Still, the mysterious drone flights over EDF reactors and sites operated by Commissariat a l’Energie Atomique et aux Energies Alternatives, known as CEA, have focused attention on their vulnerability. A spokesman for EDF declined to comment on the drone flights as did the CEA.
Their weaknesses have long been highlighted by anti-nuclear groups like Greenpeace and Sortir du Nucleaire.
The former group’s repeated illegal forays over the years into plants prompted EDF to spend hundreds of millions of euros on fences, alarms, guards and dogs.
The aim of the drone flights is “organized provocation” to “disrupt the surveillance chain and protection of these sites,” France’s Secretariat-General for Defense and National Security said in a statement. While confirming the mystery, Interior Minister Bernard Cazeneuve has provided scant details on the investigation.
“We aren’t taking this lightly,” French Energy Minister Segolene Royal said in a television interview Nov. 2. Any questioning of the credibility of France’s nuclear energy security is “unfounded.”

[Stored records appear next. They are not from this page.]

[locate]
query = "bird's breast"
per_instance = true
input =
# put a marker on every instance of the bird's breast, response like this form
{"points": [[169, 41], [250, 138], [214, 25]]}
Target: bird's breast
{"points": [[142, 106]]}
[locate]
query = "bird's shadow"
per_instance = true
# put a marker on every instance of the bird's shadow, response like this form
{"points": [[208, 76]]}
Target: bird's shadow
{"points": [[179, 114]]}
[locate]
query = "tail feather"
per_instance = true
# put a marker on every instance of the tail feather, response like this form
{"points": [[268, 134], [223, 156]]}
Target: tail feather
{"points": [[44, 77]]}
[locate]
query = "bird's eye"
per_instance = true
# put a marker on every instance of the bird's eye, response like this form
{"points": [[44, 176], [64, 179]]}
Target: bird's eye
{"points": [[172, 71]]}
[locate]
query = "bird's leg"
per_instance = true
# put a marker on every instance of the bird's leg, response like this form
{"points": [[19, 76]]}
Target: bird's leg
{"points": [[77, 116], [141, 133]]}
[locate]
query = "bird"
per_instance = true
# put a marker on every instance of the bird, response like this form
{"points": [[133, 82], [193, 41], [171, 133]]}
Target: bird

That’s precisely what the drone flights have done, according to Greenpeace and opposition lawmakers.
“The threat from drones may be real but in this case I believe it’s a provocation” from an anti-nuclear group, Michel Sordi, an opposition UMP lawmaker from Haut-Rhin, the location of the Fessenheim nuclear plant that was visited by a drone, said in a telephone interview. “It may be time to start shooting them down, to move to another level of security and sanctions against this behavior.”

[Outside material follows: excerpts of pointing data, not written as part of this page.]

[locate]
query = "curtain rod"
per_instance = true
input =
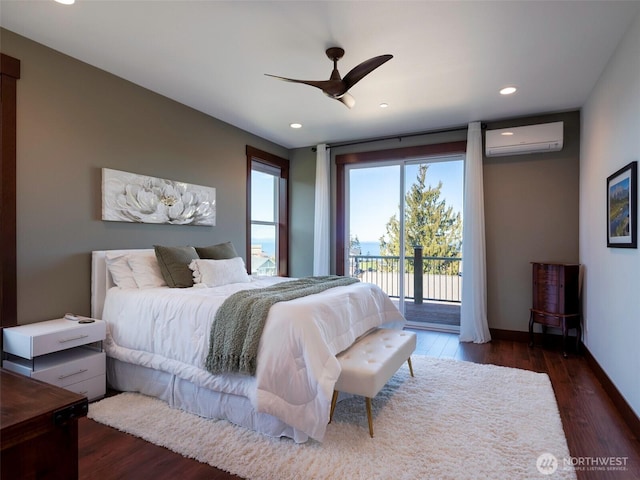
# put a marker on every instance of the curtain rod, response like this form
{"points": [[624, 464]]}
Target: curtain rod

Under French law, aircraft are forbidden from flying below 1,000 meters within a five-kilometer (three-mile) of a nuclear plant. Infringements are punishable by a year in prison and 75,000 euros ($94,000) in fines.
Anti-nuclear groups and France’s Green opposition members have denounced the drone flights as evidence that the risks to nuclear plants are underestimated.
“There are vulnerable areas within nuclear plants,” according to Denis Baupin, a Greens lawmaker. “The spent-fuel pools aren’t bunkered and this is why the regulator ASN has been asking for this for years.”
Each of EDF’s nuclear reactors has a water tank that stores spent atomic fuel rods, keeping them cool and trapping deadly radiation. The country’s atomic watchdog, Autorite de Surete Nucleaire, has been asking EDF to make safety improvements on the pools because mishaps resulting in a loss of coolant would be hard to stop. Only a new reactor under construction at Flamanville in Normandy has its pool protected by a double concrete shield.
In recent days French authorities and nuclear operators have said very little about the incursions, raising speculation that they may have reached an impasse about their origin.
“It could be young people doing it for fun and we will find videos of it on YouTube in the coming weeks or it could be people with really bad intentions,” Baupin said.